In our experiment, it is difficult to evaluate the relationship between photosynthetic capacities and bioaccumulation stress because the bioaccumulation values are only available for a limited number of samples (see Section 3.2.3). At the population level, it has been shown that bioaccumulation and toxicity are correlated [29]. In this previous study, the effects of Cd on photosynthetic capacities of the diatom N. palea were maximized when bioaccumulation was maximal. Hence, the more diatoms accumulate Cd, the more the toxic effects are marked. Conversely, it has also has been shown that the toxicity of Cd could be more related to its internal partitioning than to overall bioaccumulation [43]. These authors evaluated the sensitivity of Cd to two freshwater green algae. They observed that the more resistant algae were also the ones with the higher bioaccumulation. Their results showed that subcellular Cd distribution and the synthesis of metal-binding thiolated peptides could explain, at least partially, the different sensitivity to Cd of two freshwater green algae. Hence, they showed that toxicity could be modulated by intracellular detoxification mechanisms. Such intracellular detoxification mechanisms were not evaluated in this scenario but are likely to occur and explain, at least in part, the differences between the four studied species. G. truncatum was clearly affected by Cd, as revealed by the absence of growth (Section 3.2.2) and the extremely low Φ_psII values (Section 3.2.4). These results suggest that G. truncatum does not have efficient mechanisms to cope with stress exerted by Cd at concentrations close to 100 µg Cd/L. Hence, we hypothesize that this could be linked to a subcellular distribution of Cd preferentially in cellular pools potentially associated with toxicity (i.e., heat denaturable proteins, organelles) than with detoxification (i.e., granules, heat stable proteins) and/or a low synthesis of metal-binding thiolated peptides [43].

3.2.5. Deformities

Examination of the samples under the light and scanning electron microscopes revealed the presence of deformities in the control cultures of the four diatom species. Deformities in diatoms under culture conditions have frequently been observed [51]. These deformities can be caused by unnatural exposure levels to nutrients and micronutrients and/or the optimized (accelerated) conditions for cell/population growth. Among the four species studied, G. truncatum showed the highest frequency of abnormal valves in the controls (15.6 ± 1.2%). This species was purchased from an alga collection with an unknown age of origin. The purchased culture showed multiple problematic individuals even before we started culturing for the experiment. Because most deformities observed in the control samples of G. truncatum affected the general shape of the valves in the study, this type of deformity (valve shape) was not considered for the comparison of percentage deformities between the controls and the Cd treatments. M. atomus observed under the SEM revealed a large proportion of individuals (roughly about 40%) with an atypical raphe where one end normally curved while the other end did not (Figure 6). Since this minor aberration was frequently encountered under control and treatment conditions, we did not consider this trait to be a deformity.

The number of deformities and their types are presented for each species (Table 3).

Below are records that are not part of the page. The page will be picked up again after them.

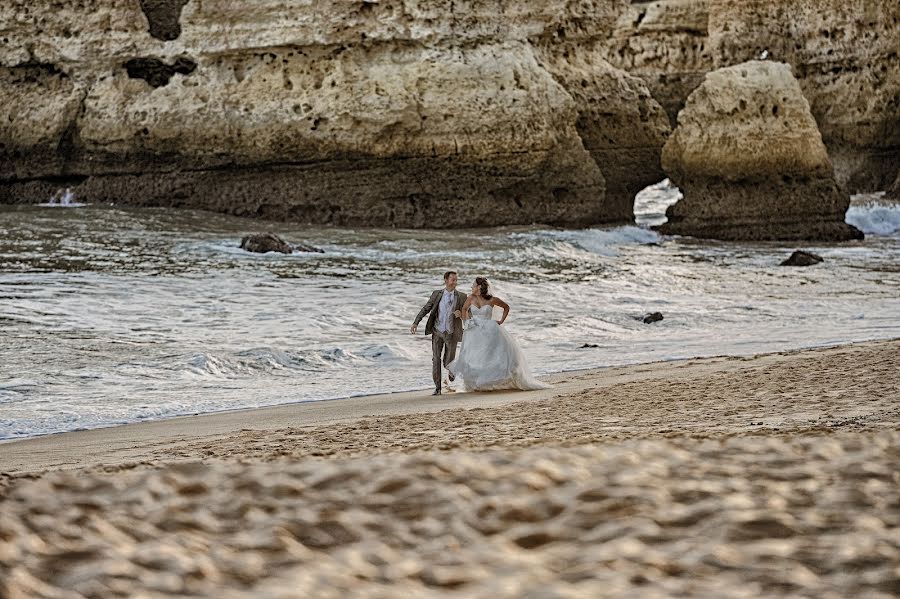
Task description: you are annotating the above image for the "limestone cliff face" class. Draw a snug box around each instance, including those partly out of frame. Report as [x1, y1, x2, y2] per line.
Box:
[0, 0, 900, 227]
[606, 0, 900, 192]
[661, 61, 862, 241]
[0, 0, 668, 227]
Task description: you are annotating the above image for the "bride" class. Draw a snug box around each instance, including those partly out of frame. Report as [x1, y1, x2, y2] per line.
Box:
[447, 277, 549, 391]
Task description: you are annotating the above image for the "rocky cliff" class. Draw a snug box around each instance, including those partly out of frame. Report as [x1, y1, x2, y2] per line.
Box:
[0, 0, 668, 227]
[605, 0, 900, 193]
[0, 0, 900, 227]
[661, 61, 862, 241]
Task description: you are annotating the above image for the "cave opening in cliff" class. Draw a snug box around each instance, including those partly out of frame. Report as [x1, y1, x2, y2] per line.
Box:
[634, 179, 683, 227]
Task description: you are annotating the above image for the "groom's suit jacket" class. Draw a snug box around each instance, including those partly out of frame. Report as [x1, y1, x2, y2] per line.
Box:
[414, 289, 466, 343]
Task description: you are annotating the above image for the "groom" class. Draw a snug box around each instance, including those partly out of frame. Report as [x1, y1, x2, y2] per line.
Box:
[409, 270, 466, 395]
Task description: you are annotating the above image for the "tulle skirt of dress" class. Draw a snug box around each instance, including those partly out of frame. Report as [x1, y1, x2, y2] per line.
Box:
[447, 318, 550, 391]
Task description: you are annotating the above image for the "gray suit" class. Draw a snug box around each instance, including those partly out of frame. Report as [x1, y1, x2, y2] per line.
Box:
[413, 289, 466, 389]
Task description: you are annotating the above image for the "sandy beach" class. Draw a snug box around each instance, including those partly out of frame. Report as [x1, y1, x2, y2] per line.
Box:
[0, 340, 900, 599]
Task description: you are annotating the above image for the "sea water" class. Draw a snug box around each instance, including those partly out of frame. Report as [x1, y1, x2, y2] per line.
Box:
[0, 182, 900, 439]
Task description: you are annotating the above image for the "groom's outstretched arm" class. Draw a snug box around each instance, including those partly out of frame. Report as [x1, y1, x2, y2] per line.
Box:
[409, 293, 435, 335]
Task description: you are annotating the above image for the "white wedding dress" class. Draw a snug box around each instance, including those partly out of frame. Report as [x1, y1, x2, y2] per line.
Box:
[447, 304, 550, 391]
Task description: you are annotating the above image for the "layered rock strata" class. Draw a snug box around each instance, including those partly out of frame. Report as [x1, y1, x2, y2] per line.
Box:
[0, 0, 667, 227]
[661, 61, 862, 241]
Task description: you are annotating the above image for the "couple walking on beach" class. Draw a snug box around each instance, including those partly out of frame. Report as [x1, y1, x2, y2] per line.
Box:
[409, 271, 548, 395]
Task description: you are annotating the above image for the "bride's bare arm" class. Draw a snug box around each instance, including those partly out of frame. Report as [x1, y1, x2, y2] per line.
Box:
[454, 295, 475, 321]
[491, 297, 509, 324]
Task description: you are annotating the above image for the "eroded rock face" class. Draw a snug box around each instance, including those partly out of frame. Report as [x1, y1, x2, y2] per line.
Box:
[780, 250, 825, 266]
[710, 0, 900, 193]
[887, 173, 900, 200]
[538, 41, 670, 222]
[660, 61, 862, 241]
[0, 0, 665, 227]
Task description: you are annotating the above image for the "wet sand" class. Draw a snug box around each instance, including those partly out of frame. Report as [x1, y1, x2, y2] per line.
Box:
[0, 340, 900, 598]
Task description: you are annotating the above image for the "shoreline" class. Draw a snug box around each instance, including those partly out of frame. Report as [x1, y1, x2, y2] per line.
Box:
[0, 338, 900, 476]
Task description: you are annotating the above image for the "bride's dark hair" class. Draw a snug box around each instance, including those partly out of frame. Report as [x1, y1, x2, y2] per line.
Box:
[475, 277, 494, 299]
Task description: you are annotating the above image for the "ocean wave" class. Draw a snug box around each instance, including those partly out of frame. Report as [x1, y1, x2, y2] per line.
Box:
[846, 201, 900, 235]
[518, 226, 662, 256]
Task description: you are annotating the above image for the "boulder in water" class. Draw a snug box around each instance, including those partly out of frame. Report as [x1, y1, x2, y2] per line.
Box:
[781, 250, 825, 266]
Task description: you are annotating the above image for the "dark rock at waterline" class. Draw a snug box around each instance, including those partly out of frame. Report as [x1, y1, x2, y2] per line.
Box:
[781, 250, 825, 266]
[241, 233, 324, 254]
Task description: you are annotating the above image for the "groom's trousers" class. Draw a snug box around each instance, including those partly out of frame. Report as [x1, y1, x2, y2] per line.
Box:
[431, 329, 457, 389]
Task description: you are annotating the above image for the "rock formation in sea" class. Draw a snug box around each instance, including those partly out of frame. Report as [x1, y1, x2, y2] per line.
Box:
[660, 61, 862, 241]
[0, 0, 668, 227]
[0, 0, 900, 227]
[605, 0, 900, 193]
[887, 173, 900, 201]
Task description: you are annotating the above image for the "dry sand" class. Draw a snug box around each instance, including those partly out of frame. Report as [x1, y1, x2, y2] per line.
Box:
[0, 340, 900, 599]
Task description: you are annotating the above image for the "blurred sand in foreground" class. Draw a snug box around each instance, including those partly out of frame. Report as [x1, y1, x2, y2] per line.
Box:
[0, 340, 900, 599]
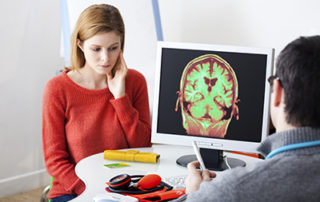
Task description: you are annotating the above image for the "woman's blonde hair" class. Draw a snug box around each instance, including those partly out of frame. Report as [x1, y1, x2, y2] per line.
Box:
[68, 4, 125, 70]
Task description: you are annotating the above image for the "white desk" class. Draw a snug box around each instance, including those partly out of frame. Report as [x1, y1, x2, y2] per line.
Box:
[72, 144, 261, 202]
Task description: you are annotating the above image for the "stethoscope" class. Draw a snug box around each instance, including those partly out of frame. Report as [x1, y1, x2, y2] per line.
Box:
[265, 140, 320, 159]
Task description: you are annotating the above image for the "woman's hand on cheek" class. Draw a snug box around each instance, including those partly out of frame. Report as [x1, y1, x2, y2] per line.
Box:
[107, 52, 128, 99]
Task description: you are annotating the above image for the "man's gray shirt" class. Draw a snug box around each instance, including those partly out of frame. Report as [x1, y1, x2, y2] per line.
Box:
[187, 127, 320, 202]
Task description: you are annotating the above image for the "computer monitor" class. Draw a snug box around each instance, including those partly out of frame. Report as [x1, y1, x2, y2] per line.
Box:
[152, 42, 274, 170]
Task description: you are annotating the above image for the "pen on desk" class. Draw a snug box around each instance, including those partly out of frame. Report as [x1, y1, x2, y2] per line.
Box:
[192, 141, 206, 170]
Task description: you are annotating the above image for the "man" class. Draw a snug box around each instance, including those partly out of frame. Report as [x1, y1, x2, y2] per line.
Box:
[185, 36, 320, 202]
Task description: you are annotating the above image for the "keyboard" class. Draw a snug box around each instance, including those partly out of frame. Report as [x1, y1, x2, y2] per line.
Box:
[162, 175, 187, 189]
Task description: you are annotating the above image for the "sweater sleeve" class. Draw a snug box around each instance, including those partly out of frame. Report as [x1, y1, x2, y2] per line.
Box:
[110, 70, 151, 147]
[42, 80, 85, 195]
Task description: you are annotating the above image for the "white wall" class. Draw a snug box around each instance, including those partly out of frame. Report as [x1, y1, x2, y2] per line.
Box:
[159, 0, 320, 58]
[0, 0, 320, 197]
[0, 0, 63, 197]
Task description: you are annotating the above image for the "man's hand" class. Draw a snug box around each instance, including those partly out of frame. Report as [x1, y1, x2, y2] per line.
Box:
[107, 52, 128, 99]
[185, 161, 216, 193]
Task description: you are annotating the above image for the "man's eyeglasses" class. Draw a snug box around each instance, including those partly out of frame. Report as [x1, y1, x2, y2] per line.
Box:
[268, 75, 282, 86]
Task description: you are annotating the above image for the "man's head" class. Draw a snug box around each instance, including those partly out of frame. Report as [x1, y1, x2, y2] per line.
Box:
[276, 36, 320, 128]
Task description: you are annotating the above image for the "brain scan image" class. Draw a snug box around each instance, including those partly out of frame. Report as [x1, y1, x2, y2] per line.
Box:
[175, 54, 239, 138]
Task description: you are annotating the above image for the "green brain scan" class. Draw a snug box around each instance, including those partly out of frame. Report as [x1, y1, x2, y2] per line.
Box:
[175, 54, 239, 138]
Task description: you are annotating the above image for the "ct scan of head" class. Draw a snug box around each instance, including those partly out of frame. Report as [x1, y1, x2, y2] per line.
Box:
[175, 54, 239, 138]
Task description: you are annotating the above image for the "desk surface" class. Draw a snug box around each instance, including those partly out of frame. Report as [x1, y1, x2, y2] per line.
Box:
[72, 145, 261, 202]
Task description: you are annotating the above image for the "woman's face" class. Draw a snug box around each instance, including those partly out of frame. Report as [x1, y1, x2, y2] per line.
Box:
[78, 31, 121, 74]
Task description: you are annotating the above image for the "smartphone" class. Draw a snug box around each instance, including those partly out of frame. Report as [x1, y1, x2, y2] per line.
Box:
[192, 141, 206, 170]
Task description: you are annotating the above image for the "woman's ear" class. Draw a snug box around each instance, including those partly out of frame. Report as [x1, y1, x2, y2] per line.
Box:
[77, 39, 83, 52]
[272, 79, 284, 107]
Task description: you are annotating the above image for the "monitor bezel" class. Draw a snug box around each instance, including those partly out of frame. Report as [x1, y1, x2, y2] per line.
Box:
[151, 41, 274, 153]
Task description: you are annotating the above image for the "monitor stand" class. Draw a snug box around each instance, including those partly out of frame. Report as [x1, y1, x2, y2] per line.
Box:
[176, 148, 246, 171]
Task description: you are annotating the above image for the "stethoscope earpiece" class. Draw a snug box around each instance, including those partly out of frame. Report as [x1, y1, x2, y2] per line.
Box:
[108, 174, 172, 194]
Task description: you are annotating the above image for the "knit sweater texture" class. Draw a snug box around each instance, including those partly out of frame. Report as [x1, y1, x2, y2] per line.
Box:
[187, 127, 320, 202]
[42, 69, 151, 198]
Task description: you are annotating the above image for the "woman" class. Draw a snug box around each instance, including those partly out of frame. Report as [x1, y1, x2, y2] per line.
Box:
[42, 4, 151, 202]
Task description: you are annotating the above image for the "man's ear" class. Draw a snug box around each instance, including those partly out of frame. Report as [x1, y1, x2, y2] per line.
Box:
[272, 79, 284, 107]
[77, 39, 83, 52]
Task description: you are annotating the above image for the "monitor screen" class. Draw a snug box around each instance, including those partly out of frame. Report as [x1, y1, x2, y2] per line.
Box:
[152, 42, 274, 153]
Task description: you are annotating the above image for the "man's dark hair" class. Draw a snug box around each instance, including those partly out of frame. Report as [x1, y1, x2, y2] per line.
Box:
[276, 36, 320, 128]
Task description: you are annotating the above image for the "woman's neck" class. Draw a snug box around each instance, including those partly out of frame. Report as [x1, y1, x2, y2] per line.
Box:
[68, 66, 108, 90]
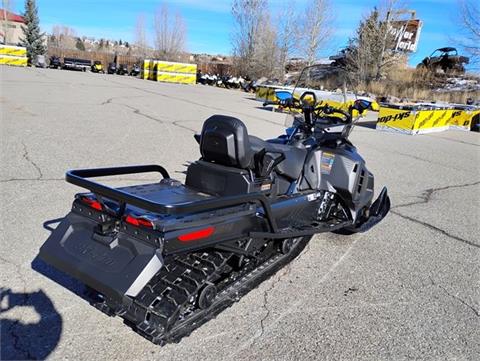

Deformities were classified into different groups related to frustule formation (early, mid, or late morphogenesis) and the type of deformities (e.g., raphe interruptions, secondary raphe formations, striae interruptions, fibulae disruptions, asymmetrical deformed valve outlines, deformed terminal ends of the valve, and mixture of deformities). The most prominent deformities in M. atomus were raphe disruptions, and raphe canal deformities were the most common for N. palea. P. mesolepta showed frequent raphe and striae disruptions while G. truncatum showed no consistent deformities compared to the control (Table 3). The frequency of total deformities for control and Cd conditions is presented (Figure 7). P. mesolepta showed a significant increase (p < 0.05) in the amount of deformities in the treatment with approximately four times more deformities under the Cd treatment (Figure 7). N. palea and M. atomus showed mainly early morphogenesis (raphe and canal) disruptions, with 1.9 and 1.4 times more deformities compared to the control for N. palea (significant increase, p < 0.01) and M. atomus (no significant increase, p > 0.05), respectively. In the case of M. atomus and G. truncatum, the high number of deformities in the control created enhanced variability, which limited the evaluation of Cd impacts. The quality and age of the culture containing G. truncatum may explain the non-typical shape form for the species in control and treatments, which shows that the valves were already shape-altered prior to the study. The more tolerant species to environmental stress, N. palea and M. atomus, showed evidence of Cd stress, but it was the less tolerant P. mesolepta that had the greatest degree of deformities. This supports the observation that less tolerant species to environmental stressors will be the most impacted. It is worth noting that early morphogenesis deformities were more evident in the tolerant species, while more mixed (early–mid morphogenesis) deformities were present in the less tolerant P. mesolepta. Tolerant species appear to be more resistant to valve shape and stria changes.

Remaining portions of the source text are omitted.